Is the representative of the company assigned to your account knowledgeable in the industry? Do they have a solid understanding of how things move in their own company? Are they able to bring action for your practice if you have a concern?
Transparency to build trust is critical, achieved by consistent financial reporting, access into the billing software, and dashboard overviews of your book of business through business intelligence tools. Monthly meetings should occur to provide an overview of your revenue performance, to review your practice’s concerns and questions, and to share industry updates.

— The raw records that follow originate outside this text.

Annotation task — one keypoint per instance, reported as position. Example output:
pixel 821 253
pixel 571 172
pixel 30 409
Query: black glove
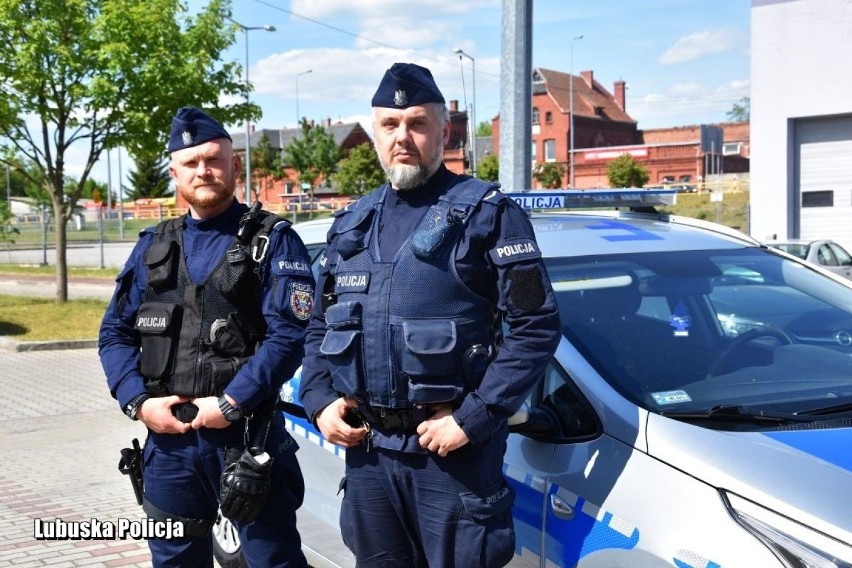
pixel 245 483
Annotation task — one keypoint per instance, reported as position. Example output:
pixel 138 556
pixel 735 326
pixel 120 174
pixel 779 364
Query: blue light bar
pixel 593 198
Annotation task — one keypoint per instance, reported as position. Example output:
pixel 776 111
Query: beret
pixel 405 85
pixel 192 126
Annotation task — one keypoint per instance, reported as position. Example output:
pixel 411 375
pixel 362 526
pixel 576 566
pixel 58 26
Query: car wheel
pixel 226 544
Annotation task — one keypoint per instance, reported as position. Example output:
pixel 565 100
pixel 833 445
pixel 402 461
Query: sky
pixel 685 62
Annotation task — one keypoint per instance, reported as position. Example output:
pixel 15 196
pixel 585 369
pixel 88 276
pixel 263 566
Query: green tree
pixel 359 172
pixel 488 168
pixel 150 178
pixel 549 174
pixel 99 74
pixel 624 171
pixel 313 154
pixel 741 111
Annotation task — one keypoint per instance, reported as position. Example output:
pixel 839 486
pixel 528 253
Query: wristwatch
pixel 229 411
pixel 132 407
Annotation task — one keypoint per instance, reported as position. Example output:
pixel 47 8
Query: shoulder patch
pixel 290 265
pixel 514 250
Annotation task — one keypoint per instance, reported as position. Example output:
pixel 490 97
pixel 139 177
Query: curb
pixel 12 345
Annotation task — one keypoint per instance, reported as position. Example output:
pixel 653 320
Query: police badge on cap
pixel 191 127
pixel 405 85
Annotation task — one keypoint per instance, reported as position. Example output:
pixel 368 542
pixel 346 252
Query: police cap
pixel 405 85
pixel 192 126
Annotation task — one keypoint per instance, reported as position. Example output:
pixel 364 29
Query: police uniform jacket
pixel 412 281
pixel 284 282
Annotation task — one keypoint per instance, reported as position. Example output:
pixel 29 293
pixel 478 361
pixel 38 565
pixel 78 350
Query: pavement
pixel 60 436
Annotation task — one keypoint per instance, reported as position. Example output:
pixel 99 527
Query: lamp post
pixel 571 112
pixel 298 116
pixel 246 30
pixel 472 111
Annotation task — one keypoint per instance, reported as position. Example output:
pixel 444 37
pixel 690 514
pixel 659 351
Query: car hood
pixel 804 474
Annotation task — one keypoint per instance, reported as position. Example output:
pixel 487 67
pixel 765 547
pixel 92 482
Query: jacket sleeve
pixel 118 340
pixel 502 239
pixel 287 292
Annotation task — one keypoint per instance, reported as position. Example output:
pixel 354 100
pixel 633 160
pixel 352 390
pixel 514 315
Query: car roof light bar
pixel 637 199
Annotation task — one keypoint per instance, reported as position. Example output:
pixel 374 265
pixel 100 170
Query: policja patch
pixel 301 299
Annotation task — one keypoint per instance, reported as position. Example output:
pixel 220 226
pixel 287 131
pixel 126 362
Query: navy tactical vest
pixel 195 337
pixel 407 331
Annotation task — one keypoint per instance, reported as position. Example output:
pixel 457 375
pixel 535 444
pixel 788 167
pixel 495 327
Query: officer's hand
pixel 156 414
pixel 441 433
pixel 209 413
pixel 330 422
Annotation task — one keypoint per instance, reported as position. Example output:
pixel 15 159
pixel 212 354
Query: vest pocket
pixel 157 327
pixel 428 360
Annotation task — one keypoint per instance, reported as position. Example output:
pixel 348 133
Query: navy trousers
pixel 182 475
pixel 405 510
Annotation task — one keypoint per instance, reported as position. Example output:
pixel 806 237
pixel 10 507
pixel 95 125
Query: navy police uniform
pixel 190 293
pixel 436 295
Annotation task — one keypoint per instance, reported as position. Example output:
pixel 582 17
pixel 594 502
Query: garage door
pixel 824 156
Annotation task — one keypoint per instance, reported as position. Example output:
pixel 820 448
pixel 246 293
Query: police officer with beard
pixel 407 363
pixel 206 323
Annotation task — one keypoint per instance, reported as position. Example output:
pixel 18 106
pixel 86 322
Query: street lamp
pixel 246 30
pixel 571 112
pixel 298 117
pixel 472 111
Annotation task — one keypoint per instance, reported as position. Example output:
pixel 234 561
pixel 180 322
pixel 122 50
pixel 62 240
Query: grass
pixel 35 319
pixel 24 318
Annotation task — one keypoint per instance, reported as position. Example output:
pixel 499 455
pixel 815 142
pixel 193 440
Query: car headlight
pixel 795 545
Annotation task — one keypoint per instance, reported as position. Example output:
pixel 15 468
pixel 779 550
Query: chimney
pixel 620 89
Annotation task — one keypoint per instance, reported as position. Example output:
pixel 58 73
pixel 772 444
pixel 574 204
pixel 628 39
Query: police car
pixel 697 413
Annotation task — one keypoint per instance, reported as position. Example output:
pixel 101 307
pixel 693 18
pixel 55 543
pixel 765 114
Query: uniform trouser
pixel 405 510
pixel 181 476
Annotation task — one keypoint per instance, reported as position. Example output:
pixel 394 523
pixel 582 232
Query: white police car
pixel 697 414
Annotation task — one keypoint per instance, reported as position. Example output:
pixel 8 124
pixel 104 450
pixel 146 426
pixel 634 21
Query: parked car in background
pixel 697 412
pixel 825 253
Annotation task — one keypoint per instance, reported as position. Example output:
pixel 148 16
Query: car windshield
pixel 688 331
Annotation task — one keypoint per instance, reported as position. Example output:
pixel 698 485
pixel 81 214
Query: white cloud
pixel 697 45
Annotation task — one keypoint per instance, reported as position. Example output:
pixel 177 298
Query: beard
pixel 208 195
pixel 407 176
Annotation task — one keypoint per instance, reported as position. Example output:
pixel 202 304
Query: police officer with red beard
pixel 406 361
pixel 206 323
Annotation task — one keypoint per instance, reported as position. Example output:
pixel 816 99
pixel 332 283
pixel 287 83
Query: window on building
pixel 731 149
pixel 818 198
pixel 550 150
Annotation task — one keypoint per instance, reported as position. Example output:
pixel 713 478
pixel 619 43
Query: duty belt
pixel 400 419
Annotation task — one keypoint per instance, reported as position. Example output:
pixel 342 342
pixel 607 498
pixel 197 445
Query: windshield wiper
pixel 827 410
pixel 737 413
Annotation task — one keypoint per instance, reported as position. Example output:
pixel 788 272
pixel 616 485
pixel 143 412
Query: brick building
pixel 603 130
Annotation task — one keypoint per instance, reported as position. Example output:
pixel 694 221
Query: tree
pixel 313 154
pixel 101 74
pixel 549 174
pixel 359 172
pixel 624 171
pixel 483 129
pixel 741 111
pixel 150 179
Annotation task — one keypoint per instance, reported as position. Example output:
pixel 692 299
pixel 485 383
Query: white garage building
pixel 801 119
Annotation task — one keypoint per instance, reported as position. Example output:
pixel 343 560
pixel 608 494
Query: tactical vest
pixel 407 331
pixel 195 337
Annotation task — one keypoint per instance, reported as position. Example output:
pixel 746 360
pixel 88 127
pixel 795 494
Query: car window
pixel 843 257
pixel 694 329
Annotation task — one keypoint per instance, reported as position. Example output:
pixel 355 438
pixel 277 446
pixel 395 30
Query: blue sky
pixel 684 61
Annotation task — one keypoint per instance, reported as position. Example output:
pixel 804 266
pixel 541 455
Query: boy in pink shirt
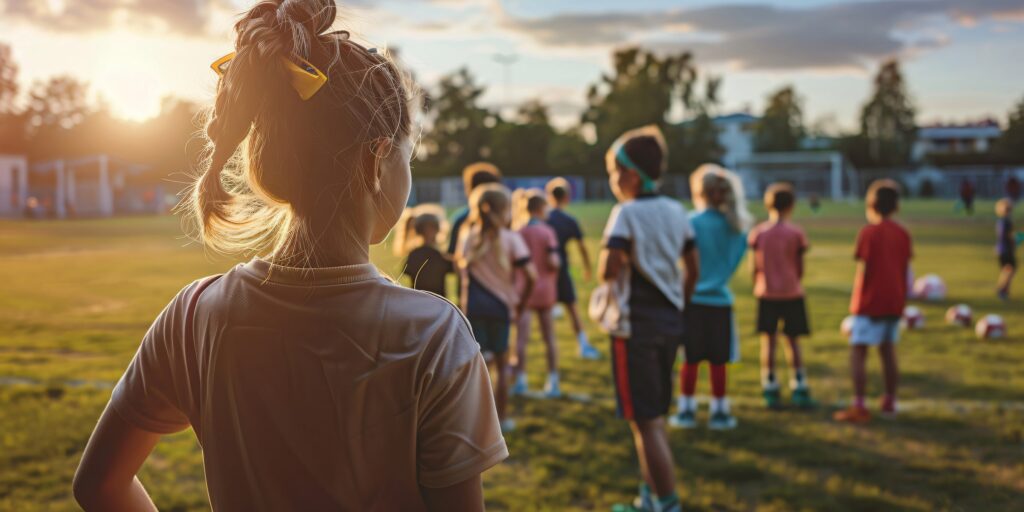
pixel 777 261
pixel 542 241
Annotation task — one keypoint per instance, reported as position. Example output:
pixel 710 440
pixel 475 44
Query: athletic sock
pixel 799 380
pixel 686 403
pixel 688 378
pixel 718 381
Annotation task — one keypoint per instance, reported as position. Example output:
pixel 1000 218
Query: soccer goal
pixel 825 174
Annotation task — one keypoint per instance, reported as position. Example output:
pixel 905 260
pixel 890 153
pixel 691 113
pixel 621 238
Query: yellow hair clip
pixel 306 80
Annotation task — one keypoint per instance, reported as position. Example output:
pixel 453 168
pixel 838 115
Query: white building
pixel 955 139
pixel 13 184
pixel 735 135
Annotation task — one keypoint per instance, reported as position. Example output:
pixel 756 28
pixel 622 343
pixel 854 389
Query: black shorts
pixel 1008 259
pixel 566 290
pixel 642 369
pixel 793 312
pixel 708 334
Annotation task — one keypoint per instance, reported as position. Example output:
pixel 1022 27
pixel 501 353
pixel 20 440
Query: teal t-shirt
pixel 721 249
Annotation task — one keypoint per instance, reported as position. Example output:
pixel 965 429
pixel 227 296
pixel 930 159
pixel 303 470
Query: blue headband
pixel 647 185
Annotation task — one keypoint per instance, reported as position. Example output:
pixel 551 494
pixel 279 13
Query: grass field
pixel 77 296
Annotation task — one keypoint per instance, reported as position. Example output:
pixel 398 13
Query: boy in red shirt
pixel 884 253
pixel 777 261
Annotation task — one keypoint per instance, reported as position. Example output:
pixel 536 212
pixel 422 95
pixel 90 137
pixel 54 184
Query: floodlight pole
pixel 506 59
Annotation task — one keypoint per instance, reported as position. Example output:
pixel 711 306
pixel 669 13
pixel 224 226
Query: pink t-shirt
pixel 778 250
pixel 543 244
pixel 488 268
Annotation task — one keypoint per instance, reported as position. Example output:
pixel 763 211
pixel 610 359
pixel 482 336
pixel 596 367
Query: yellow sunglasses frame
pixel 305 81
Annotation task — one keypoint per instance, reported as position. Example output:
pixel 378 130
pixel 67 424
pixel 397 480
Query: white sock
pixel 720 404
pixel 687 403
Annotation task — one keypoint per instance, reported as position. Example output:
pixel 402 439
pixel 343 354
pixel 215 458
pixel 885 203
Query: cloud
pixel 768 37
pixel 186 16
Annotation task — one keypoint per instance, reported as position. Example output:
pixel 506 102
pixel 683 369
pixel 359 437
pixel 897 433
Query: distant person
pixel 967 196
pixel 721 224
pixel 1006 247
pixel 417 239
pixel 311 381
pixel 777 260
pixel 473 176
pixel 489 255
pixel 646 237
pixel 543 244
pixel 1014 188
pixel 567 228
pixel 880 291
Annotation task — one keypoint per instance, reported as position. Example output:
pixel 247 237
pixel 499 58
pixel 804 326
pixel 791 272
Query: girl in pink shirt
pixel 542 241
pixel 489 255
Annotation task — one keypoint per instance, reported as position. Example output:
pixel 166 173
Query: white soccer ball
pixel 912 317
pixel 990 327
pixel 847 326
pixel 930 288
pixel 960 314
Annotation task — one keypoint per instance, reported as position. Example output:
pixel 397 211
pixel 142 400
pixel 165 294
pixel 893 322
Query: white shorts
pixel 875 330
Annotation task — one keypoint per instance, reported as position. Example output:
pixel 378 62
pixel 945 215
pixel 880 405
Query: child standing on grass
pixel 311 381
pixel 531 209
pixel 1006 247
pixel 646 237
pixel 489 255
pixel 778 247
pixel 568 230
pixel 883 253
pixel 417 239
pixel 721 226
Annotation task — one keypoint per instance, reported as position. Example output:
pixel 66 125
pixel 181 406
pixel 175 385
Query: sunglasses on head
pixel 306 79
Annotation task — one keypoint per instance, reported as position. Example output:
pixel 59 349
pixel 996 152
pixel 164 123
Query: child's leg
pixel 502 385
pixel 890 369
pixel 548 333
pixel 518 359
pixel 768 342
pixel 858 358
pixel 655 456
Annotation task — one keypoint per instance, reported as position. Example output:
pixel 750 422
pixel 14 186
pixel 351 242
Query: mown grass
pixel 77 296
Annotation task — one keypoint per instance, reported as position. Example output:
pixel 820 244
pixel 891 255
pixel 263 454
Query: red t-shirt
pixel 880 289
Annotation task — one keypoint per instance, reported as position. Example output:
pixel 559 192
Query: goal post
pixel 826 174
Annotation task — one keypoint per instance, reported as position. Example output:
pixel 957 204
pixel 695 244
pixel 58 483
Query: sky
pixel 961 58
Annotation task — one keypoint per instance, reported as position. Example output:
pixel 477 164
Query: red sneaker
pixel 853 415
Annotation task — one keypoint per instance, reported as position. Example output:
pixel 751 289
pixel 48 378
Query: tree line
pixel 57 120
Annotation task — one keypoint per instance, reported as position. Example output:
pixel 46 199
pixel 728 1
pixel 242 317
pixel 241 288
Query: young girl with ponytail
pixel 721 224
pixel 311 381
pixel 488 256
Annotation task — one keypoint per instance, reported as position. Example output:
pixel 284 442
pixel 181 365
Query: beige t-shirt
pixel 336 389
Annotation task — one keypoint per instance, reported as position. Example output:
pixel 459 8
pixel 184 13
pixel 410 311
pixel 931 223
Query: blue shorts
pixel 875 330
pixel 492 334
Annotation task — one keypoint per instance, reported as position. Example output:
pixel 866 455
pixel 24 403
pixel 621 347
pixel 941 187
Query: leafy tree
pixel 641 91
pixel 11 121
pixel 461 129
pixel 521 146
pixel 1011 144
pixel 781 127
pixel 887 124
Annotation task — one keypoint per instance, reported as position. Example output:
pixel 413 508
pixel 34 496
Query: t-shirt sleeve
pixel 155 392
pixel 459 434
pixel 617 232
pixel 519 251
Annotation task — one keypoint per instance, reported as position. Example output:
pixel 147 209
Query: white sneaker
pixel 552 389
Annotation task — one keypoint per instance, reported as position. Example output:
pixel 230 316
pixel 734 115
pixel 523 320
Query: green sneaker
pixel 773 399
pixel 802 398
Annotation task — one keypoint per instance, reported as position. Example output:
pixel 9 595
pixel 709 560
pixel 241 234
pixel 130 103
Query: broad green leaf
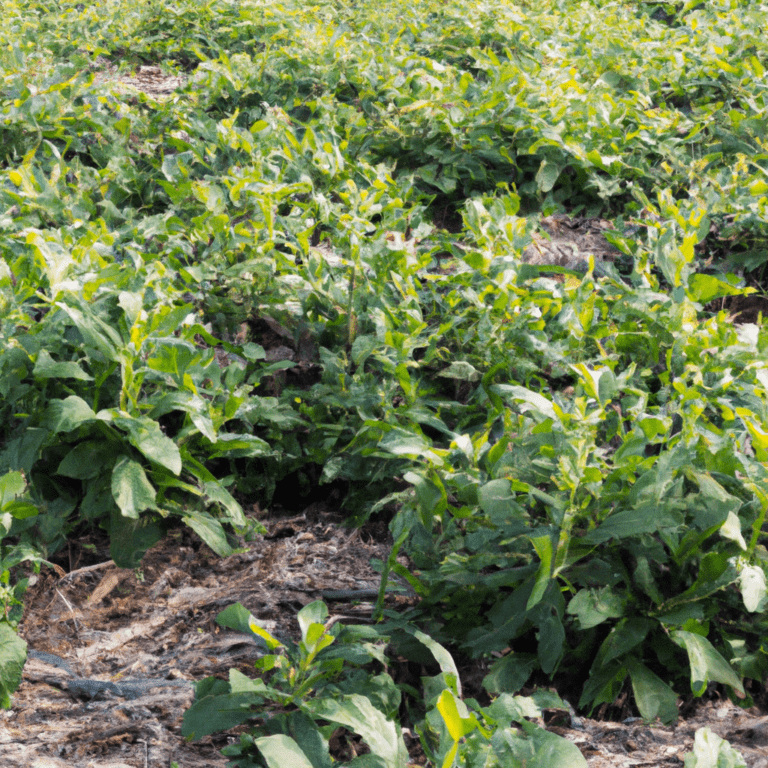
pixel 706 663
pixel 529 400
pixel 131 489
pixel 541 749
pixel 146 435
pixel 706 288
pixel 509 673
pixel 68 414
pixel 551 637
pixel 212 714
pixel 209 530
pixel 753 588
pixel 545 551
pixel 240 683
pixel 458 720
pixel 633 522
pixel 461 370
pixel 12 485
pixel 315 612
pixel 47 368
pixel 13 654
pixel 442 657
pixel 625 636
pixel 88 459
pixel 594 606
pixel 356 712
pixel 731 529
pixel 238 617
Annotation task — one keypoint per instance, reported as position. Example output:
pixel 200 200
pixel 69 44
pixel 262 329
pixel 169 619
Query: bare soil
pixel 111 624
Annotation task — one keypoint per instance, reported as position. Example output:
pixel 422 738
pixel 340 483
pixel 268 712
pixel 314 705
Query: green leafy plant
pixel 308 692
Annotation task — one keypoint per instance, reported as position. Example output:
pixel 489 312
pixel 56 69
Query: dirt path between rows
pixel 111 625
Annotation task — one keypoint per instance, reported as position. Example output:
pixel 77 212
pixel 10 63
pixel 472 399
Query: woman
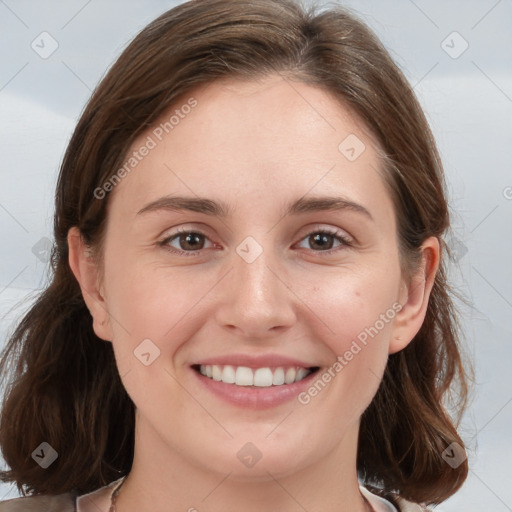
pixel 249 306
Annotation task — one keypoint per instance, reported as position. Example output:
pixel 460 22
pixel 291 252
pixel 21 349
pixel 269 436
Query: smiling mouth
pixel 257 377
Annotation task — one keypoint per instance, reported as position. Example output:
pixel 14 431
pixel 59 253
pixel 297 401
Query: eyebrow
pixel 220 209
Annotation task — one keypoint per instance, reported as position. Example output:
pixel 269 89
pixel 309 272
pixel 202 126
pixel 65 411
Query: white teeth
pixel 302 372
pixel 216 373
pixel 261 377
pixel 278 377
pixel 289 376
pixel 244 376
pixel 228 375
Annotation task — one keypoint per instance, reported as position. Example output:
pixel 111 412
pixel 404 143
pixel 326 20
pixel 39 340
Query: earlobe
pixel 415 297
pixel 85 270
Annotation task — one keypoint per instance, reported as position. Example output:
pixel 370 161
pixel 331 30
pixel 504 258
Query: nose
pixel 256 300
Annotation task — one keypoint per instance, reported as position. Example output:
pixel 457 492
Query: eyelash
pixel 345 241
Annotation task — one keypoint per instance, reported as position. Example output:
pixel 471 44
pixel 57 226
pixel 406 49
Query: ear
pixel 414 297
pixel 86 272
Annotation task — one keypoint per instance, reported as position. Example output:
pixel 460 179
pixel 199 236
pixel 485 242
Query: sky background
pixel 458 56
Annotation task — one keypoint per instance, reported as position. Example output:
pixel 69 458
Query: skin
pixel 257 146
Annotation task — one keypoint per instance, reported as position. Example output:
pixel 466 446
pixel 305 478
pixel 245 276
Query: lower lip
pixel 255 397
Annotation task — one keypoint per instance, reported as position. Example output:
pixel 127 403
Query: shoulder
pixel 43 503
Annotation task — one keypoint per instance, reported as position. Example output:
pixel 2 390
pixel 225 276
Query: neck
pixel 162 479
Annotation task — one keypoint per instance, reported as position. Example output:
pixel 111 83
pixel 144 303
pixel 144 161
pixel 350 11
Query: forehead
pixel 262 141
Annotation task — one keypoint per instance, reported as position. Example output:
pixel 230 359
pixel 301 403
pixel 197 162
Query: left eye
pixel 193 241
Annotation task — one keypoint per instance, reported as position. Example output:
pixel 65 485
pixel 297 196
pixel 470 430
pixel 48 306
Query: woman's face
pixel 249 277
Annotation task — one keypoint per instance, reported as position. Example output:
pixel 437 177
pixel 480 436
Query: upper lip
pixel 255 361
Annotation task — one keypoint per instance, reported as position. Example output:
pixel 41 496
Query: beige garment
pixel 99 501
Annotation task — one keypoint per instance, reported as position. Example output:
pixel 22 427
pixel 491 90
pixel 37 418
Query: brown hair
pixel 65 388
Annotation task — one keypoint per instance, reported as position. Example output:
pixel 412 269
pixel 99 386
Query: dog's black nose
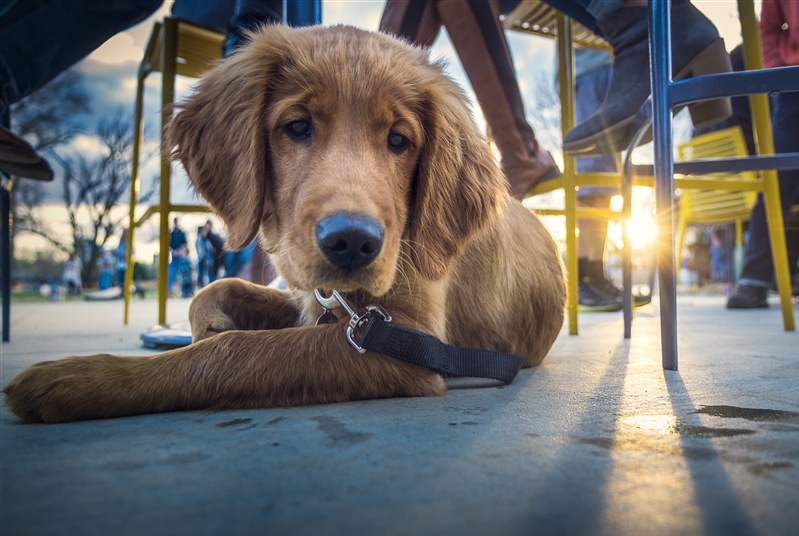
pixel 349 240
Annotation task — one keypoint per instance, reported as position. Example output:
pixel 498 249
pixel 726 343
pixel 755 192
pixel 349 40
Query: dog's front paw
pixel 64 390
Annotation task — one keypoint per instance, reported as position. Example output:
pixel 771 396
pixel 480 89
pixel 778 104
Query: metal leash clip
pixel 357 320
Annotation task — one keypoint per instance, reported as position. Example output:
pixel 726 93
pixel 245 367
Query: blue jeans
pixel 590 89
pixel 40 40
pixel 758 267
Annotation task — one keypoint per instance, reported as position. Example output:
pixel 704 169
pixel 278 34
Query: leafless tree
pixel 44 119
pixel 94 186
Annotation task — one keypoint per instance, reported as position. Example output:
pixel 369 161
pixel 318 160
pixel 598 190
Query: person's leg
pixel 171 274
pixel 758 271
pixel 595 292
pixel 473 26
pixel 696 49
pixel 39 40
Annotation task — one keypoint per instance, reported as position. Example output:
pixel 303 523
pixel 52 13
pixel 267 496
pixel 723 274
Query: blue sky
pixel 109 77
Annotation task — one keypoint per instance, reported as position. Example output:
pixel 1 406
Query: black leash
pixel 372 329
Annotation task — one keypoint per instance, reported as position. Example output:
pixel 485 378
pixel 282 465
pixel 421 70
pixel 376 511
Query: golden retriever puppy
pixel 358 163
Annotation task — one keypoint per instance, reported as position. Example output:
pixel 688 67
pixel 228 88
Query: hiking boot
pixel 696 49
pixel 748 297
pixel 602 297
pixel 540 168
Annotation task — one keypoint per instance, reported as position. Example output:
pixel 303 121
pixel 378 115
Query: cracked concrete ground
pixel 596 440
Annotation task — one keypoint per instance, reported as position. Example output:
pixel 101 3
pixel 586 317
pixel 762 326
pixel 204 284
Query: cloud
pixel 118 49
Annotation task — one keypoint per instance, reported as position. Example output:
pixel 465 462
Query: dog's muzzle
pixel 349 240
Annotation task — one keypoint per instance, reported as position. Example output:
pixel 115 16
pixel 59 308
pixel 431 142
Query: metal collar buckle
pixel 358 320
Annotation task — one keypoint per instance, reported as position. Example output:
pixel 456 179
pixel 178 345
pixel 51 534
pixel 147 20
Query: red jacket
pixel 779 31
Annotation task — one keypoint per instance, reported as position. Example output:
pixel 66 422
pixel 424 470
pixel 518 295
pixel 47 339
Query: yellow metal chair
pixel 715 206
pixel 536 17
pixel 533 16
pixel 175 48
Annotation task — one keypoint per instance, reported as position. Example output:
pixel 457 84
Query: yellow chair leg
pixel 566 80
pixel 761 119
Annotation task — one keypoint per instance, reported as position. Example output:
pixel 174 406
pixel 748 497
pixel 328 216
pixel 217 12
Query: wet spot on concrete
pixel 779 427
pixel 763 470
pixel 646 443
pixel 707 431
pixel 177 458
pixel 750 414
pixel 467 411
pixel 234 422
pixel 180 458
pixel 338 434
pixel 126 465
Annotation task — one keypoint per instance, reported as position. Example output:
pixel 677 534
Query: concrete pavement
pixel 596 440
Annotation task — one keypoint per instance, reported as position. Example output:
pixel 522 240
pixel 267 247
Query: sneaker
pixel 596 296
pixel 748 297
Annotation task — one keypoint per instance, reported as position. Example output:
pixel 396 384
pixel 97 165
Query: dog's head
pixel 343 147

Ensure that you have a resource assigned with your practice who is accountable and can help if there are issues – your RCM vendor needs a partner who can assist if report files are not received, something needed from a physician, or if there is a problem with a payor contract.
Consistent, Improved Performance:
Are your charges, payments, denials, and bad debt consistent and trending in the right direction?
Does your vendor communicate with you proactively about your practice’s metrics?
Does your practice constantly field patient complaints?
How does your vendor respond when you bring them a question about their performance or metrics?
Discuss the KPI metrics most important to your practice with your vendor, and clearly outline your expectations. During the initial evaluation of vendors, seek a vendor who is metric focused. A skilled RCM vendor should analyze your metrics throughout the month to monitor the revenue health of your practice, providing feedback to your group and transparency into their performance.
This transparency, mutually agreed upon KPI metrics, partnership, and having the right leadership in place will help set your practice up for success in an outsourced RCM model.